A Polícia Civil prendeu em flagrante um casal suspeito de fabricar e comercializar medicamentos falsificados em Goiânia. A ação, realizada pela Central Geral de Flagrantes, começou com uma abordagem no Jardim Mariliza e seguiu para um condomínio fechado de luxo, onde foram localizados e apreendidos grande quantidade de material farmacêutico, equipamentos e valores em espécie.
Segundo a polícia, foram encontradas ampolas e frascos contendo princípios ativos como tirzepatida (ligada ao medicamento comercializado como Mounjaro) e outro produto identificado nos locais como "Retatrutide" — além de rótulos, bulas, seringas, agulhas, canetas e material de rotulagem que indicavam um processo de adulteração e tentativa de dar aparência de produto original aos itens apreendidos.
Também foram recolhidas pequenas porções de entorpecentes e quantias em dinheiro.

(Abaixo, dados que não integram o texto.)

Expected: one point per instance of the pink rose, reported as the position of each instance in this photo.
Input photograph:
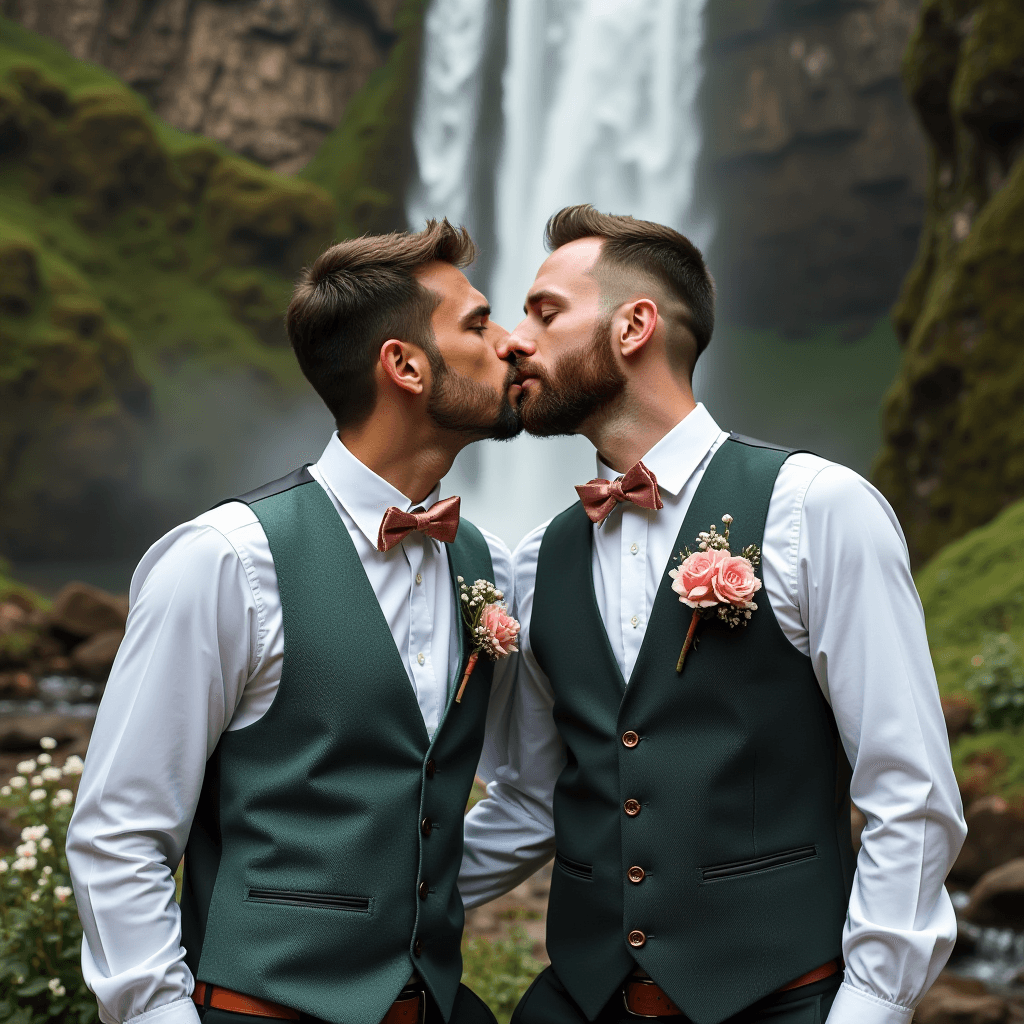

De acordo com os agentes, havia sinais de manipulação caseira do conteúdo das canetas de aplicação: os suspeitos retiravam o conteúdo das embalagens legítimas e substituíam por substâncias de procedência duvidosa antes de reembalar o produto.
O material encontrado, segundo a polícia, incluía rótulos e bulas prontos para serem inseridos nas embalagens, o que caracteriza a tentativa de falsificação e a intenção de enganar consumidores sobre a origem e a composição dos medicamentos.
Os dois suspeitos foram autuados com base no artigo 273, §1º‑B, incisos I e V, do Código Penal — tipificação que trata da falsificação, corrupção, adulteração ou alteração de produto destinado à saúde pública e que, nos termos da lei, é equiparada ao crime de tráfico de drogas, com pena prevista de 10 a 15 anos de reclusão, sem possibilidade de fiança.
Consequências e investigação
Os suspeitos permanecem à disposição da autoridade policial e responderão pela prática do crime previsto no artigo 273. A polícia informou que as investigações prosseguem com o objetivo de identificar outros membros do grupo e possíveis pontos de distribuição.
Autoridades de vigilância sanitária e órgãos de controle foram acionados para avaliação do material apreendido e adoção das medidas administrativas cabíveis.